Je les regardais à tour de rôle. Rouletabille, lui-même, ne baissa pas les yeux quand les miens lui eurent dit la farouche protestation de tout mon être et mon indignation furibonde. La colère galopait dans mes veines en feu.

«Ah çà! m’écriai-je… Il faut en finir. Si le vieux Bob est écarté, si le prince Galitch est écarté, si le professeur Stangerson est écarté, il ne reste plus que nous, qui sommes enfermés dans cette salle, et si Larsan est parmi nous, montre-le donc, Rouletabille!»

Et je répétai avec rage, car ce jeune homme, avec ses yeux qui me perçaient, me mettait hors de moi et de toute bonne éducation:

«Montre-le donc! Nomme-le donc! Te voilà aussi lent qu’à la cour d’assises!…

– N’avais-je point des raisons, à la cour d’assises, pour être aussi lent que cela? répondit-il sans s’émouvoir.

– Tu veux donc encore lui permettre de s’échapper?…

– Non, je te jure que cette fois, il ne s’échappera pas!»

Pourquoi, en me parlant, son ton continuait-il d’être aussi menaçant? Est-ce que vraiment, vraiment, il croyait que Larsan était en moi? Mes yeux rencontrèrent alors ceux de la Dame en noir.

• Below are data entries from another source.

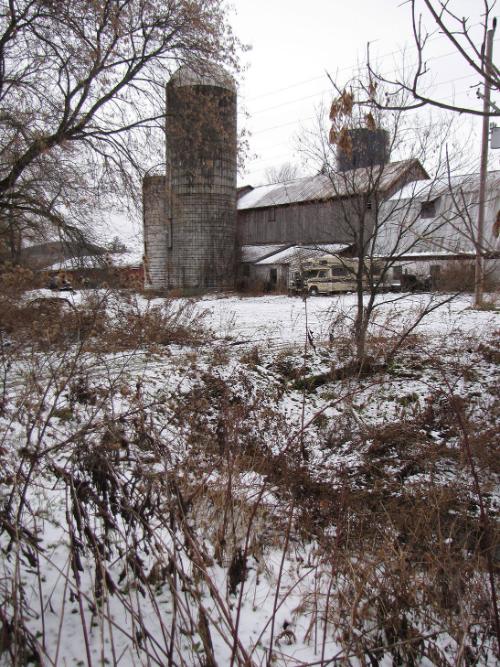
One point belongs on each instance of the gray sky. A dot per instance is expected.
(295, 42)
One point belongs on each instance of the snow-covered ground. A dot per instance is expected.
(188, 504)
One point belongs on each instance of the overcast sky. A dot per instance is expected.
(294, 43)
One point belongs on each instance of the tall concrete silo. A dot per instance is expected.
(201, 178)
(367, 148)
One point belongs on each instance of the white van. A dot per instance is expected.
(330, 274)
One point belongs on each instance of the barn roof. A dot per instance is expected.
(299, 253)
(465, 183)
(332, 186)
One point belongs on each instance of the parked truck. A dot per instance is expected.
(331, 274)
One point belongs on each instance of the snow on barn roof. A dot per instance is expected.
(116, 259)
(299, 253)
(253, 253)
(465, 183)
(328, 186)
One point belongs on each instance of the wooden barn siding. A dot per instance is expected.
(310, 222)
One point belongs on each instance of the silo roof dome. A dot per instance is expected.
(203, 74)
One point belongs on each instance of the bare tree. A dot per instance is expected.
(467, 36)
(377, 206)
(81, 100)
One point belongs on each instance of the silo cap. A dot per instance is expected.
(203, 74)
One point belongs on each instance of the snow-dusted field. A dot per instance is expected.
(285, 319)
(238, 501)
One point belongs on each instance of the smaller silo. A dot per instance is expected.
(365, 148)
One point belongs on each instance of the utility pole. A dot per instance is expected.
(479, 277)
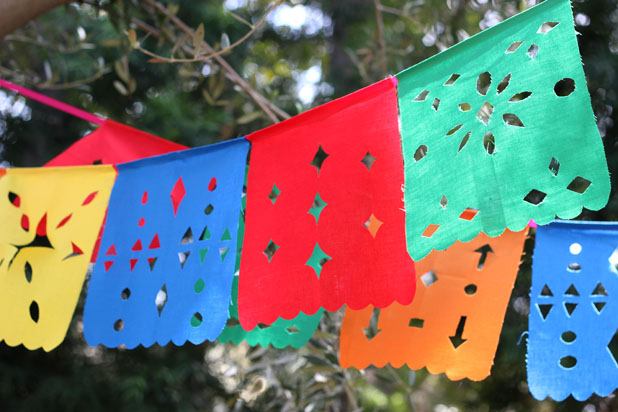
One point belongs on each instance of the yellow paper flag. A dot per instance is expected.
(49, 221)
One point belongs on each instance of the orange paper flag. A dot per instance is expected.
(453, 324)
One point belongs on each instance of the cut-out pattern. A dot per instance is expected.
(573, 341)
(163, 305)
(359, 263)
(535, 103)
(50, 221)
(282, 332)
(459, 338)
(113, 143)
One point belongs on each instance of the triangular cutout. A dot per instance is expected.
(598, 306)
(544, 310)
(187, 237)
(182, 257)
(570, 307)
(571, 291)
(205, 234)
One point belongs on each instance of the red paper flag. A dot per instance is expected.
(325, 187)
(113, 143)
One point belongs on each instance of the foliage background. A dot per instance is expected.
(306, 53)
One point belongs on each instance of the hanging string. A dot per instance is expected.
(48, 101)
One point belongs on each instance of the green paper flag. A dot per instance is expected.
(498, 130)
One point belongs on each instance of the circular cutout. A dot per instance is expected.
(568, 362)
(118, 325)
(564, 87)
(470, 289)
(568, 336)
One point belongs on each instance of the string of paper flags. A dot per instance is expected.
(196, 245)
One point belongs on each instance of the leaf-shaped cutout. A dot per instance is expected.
(547, 27)
(519, 97)
(503, 84)
(512, 120)
(483, 83)
(464, 141)
(513, 47)
(421, 152)
(454, 130)
(489, 143)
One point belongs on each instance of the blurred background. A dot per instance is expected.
(133, 61)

Elle me considérait avec effroi!

«Rouletabille, fis-je, la voix étranglée, tu ne penses pas… tu ne soupçonnes pas!…»

À ce moment un coup de fusil retentit au dehors, tout près de la Tour Carrée, et nous sursautâmes tous, nous rappelant la consigne donnée par le reporter aux trois hommes d’avoir à tirer sur quiconque essayerait de sortir de la Tour Carrée. Mrs. Edith poussa un cri et voulut s’élancer, mais Rouletabille qui n’avait pas fait un geste, l’apaisa d’une phrase.

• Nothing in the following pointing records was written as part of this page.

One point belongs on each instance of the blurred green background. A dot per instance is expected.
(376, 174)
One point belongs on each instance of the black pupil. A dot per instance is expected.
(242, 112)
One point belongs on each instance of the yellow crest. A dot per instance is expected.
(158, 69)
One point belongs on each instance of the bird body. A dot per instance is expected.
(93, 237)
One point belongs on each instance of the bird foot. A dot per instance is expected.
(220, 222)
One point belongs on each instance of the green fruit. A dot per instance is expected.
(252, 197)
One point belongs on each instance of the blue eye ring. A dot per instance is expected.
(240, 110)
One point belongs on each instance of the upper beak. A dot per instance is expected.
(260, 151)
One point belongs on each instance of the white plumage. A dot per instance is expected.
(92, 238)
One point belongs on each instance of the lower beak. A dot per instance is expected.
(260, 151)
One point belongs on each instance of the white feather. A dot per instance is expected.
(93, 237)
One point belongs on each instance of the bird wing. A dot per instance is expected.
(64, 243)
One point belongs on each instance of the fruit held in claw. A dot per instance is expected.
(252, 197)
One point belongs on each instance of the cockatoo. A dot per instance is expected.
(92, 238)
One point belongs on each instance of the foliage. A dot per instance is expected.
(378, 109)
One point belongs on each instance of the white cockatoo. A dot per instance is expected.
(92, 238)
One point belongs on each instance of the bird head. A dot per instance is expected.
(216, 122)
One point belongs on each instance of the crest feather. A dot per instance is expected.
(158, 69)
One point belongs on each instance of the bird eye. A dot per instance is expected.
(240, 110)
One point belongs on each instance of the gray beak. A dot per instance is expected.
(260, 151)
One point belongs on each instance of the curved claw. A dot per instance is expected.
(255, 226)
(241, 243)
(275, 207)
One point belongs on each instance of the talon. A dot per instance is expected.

«Si l’on avait tiré sur lui, dit-il, les trois hommes eussent tiré! Et ce coup de feu n’est qu’un signal, celui qui me dit de «commencer!»

Et, tourné vers moi:

«Monsieur Sainclair, vous devriez savoir que je ne soupçonne jamais rien ni personne, sans m’être appuyé préalablement sur le «bon bout de la raison»! C’est un bâton solide qui ne m’a jamais failli en chemin et sur lequel je vous invite tous ici à vous appuyer avec moi!… Larsan est ici, parmi nous, et le bon bout de la raison va vous le montrer: rasseyez-vous donc tous, je vous prie, et ne me quittez pas des yeux, car je vais commencer sur ce papier la démonstration corporelle de la possibilité du corps de trop!»